NEW DELHI: Similar to Tamil Nadu Chief Minister J Jayalalithaa’s strong objection to the Union government’s propensity to keep the States in the dark on foreign policy issues even when such decisions could impact the lives of the people living in the border States, West Bengal Chief Minister Mamata Banerjee objected to the Teesta Water Sharing Agreement with Bangladesh.
A senior policy expert, close to the earlier Congress dispensations, said, “This is not how it used to be.”
Rajiv Gandhi made it a point to quietly take the AIADMK founder and then ailing chief minister M G Ramachandran into confidence before sending the IPKF to Sri Lanka. “This government lives a blinkered life and lurches from one crisis to another. There’s no political input or sense in its moves,” the expert added.
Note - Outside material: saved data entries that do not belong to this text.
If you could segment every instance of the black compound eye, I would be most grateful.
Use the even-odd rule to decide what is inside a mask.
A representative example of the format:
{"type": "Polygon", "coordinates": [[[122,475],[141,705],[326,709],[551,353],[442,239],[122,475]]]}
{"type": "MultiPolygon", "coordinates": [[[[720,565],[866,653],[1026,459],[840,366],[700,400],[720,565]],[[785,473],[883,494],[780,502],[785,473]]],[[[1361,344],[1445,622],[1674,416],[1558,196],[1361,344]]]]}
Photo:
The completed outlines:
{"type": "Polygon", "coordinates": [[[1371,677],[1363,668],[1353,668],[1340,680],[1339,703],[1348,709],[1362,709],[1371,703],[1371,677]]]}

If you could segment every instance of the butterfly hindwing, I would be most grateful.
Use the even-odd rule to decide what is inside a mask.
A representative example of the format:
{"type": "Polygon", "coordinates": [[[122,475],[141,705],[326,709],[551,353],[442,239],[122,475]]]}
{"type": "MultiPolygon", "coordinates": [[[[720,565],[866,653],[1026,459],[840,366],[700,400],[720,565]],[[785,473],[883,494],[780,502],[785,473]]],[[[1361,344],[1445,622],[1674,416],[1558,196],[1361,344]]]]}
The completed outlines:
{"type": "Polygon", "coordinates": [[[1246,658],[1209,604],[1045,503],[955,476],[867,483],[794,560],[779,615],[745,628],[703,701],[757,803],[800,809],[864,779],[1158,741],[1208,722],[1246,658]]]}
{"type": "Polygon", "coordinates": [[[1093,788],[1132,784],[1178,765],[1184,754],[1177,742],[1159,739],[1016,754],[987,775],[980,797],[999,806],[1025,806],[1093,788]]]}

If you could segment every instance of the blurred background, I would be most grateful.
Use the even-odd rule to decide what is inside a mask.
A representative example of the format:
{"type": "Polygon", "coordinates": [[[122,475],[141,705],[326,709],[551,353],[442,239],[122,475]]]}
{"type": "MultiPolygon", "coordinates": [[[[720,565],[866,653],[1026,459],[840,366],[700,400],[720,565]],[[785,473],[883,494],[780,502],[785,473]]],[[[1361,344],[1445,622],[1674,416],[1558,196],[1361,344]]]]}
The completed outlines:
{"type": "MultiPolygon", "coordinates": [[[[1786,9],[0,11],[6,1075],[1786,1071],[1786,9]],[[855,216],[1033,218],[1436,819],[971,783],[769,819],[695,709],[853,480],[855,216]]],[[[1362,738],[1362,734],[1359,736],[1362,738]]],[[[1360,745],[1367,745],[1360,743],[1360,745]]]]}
That may have to change now as Jayalalithaa made it clear to the Centre that the States, Tamil Nadu in particular, have to be taken into confidence during the process of decision-making and not as an after-thought. Any attempt to subvert that process will be fiercely resisted.
Whether it is the Indo-US naval exercise or the setting up of the NCTC, she said she finds the Centre’s propensity of not bothering to keep the State government in the loop “unacceptable”.
Neither Jayalalithaa nor her counterparts in the other non-Congress States were ready to accept the Centre’s attempt to abrogate the federal structure of the polity as defined in the Constitution. The State government cannot be treated as a “municipal corporation’’ which can only be recipients of dole, not party to any decision-making process, she said.
Fearing that this is an emerging pattern and making clear that there was a trust deficit, Jayalalithaa said, “Lack of consultations with the States and failure to take the States into confidence is a cogent commentary on the system of the government in the Centre.”